You only want to pay down your mortgage if it's going to benefit you and secure a better rate. To figure out whether it will, make sure you know:

  • How much of a down payment you want to pay
  • How long you want your mortgage term to be
  • What interest rate you're aiming for
  • What monthly payments you can afford

Once you have an idea of what your ideal is, you'll be better prepared to know if buying down is a good option when you shop for your best rate.

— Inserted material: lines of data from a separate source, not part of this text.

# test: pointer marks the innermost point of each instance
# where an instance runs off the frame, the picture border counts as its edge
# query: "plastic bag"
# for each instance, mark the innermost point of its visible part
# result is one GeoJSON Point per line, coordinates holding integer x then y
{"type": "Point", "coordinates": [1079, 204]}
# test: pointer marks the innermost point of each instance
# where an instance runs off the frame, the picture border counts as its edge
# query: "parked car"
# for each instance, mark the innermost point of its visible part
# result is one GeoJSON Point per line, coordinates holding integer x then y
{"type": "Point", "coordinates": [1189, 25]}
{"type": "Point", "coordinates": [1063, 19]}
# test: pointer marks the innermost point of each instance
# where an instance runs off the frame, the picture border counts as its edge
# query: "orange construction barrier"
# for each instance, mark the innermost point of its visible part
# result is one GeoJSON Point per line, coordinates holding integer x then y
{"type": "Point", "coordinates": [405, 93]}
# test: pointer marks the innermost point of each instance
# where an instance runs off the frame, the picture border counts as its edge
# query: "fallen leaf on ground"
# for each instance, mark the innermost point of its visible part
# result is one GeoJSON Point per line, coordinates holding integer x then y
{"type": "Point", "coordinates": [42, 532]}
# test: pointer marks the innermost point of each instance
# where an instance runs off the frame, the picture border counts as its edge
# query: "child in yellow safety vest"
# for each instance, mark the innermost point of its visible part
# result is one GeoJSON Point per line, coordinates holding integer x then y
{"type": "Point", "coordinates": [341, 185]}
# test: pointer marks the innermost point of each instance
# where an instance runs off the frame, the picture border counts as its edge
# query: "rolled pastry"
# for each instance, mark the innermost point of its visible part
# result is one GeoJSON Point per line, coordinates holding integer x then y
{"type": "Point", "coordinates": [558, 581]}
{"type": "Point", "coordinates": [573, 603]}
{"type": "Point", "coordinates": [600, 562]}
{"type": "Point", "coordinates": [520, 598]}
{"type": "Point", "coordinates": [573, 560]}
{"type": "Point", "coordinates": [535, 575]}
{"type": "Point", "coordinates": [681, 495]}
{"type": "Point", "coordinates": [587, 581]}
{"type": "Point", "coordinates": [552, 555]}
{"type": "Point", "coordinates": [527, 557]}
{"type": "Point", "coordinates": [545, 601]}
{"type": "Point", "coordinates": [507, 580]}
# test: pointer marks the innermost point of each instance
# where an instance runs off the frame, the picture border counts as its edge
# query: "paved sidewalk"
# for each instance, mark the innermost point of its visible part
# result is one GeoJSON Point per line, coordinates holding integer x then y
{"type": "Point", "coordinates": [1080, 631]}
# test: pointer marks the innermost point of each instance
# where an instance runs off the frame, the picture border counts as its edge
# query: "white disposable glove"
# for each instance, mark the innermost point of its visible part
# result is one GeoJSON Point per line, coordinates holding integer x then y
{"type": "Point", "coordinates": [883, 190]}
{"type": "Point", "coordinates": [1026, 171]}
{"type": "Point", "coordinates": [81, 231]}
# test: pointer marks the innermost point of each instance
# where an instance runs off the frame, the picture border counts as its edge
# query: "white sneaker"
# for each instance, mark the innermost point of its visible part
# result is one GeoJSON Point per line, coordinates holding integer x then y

Do you have enough in emergency savings?

Buying down your payment is probably not a good choice if you don't have a solid emergency fund saved for unexpected expenses. Experts generally recommend an emergency fund have three to six months' living expenses stored somewhere accessible, like a high-yield savings account. If paying down your mortgage decimates your savings and leaves you without a safety net, you'll never be in the black. 

Is there a way to reduce closing costs?

Oftentimes, says Gage, the seller can assist with closing costs and help the buyer offset the cost of the point. You may want to speak with your realtor and your attorney (if you're in a state that requires one) about where the seller might be able (and willing) to pitch in.

There is a lot to consider when shopping for a mortgage. Whether you want to buy down your rate or not, Gage says that communication between the borrower, the lender, the realtor, and the seller is hands-down the best way to make home-buying go smoothly.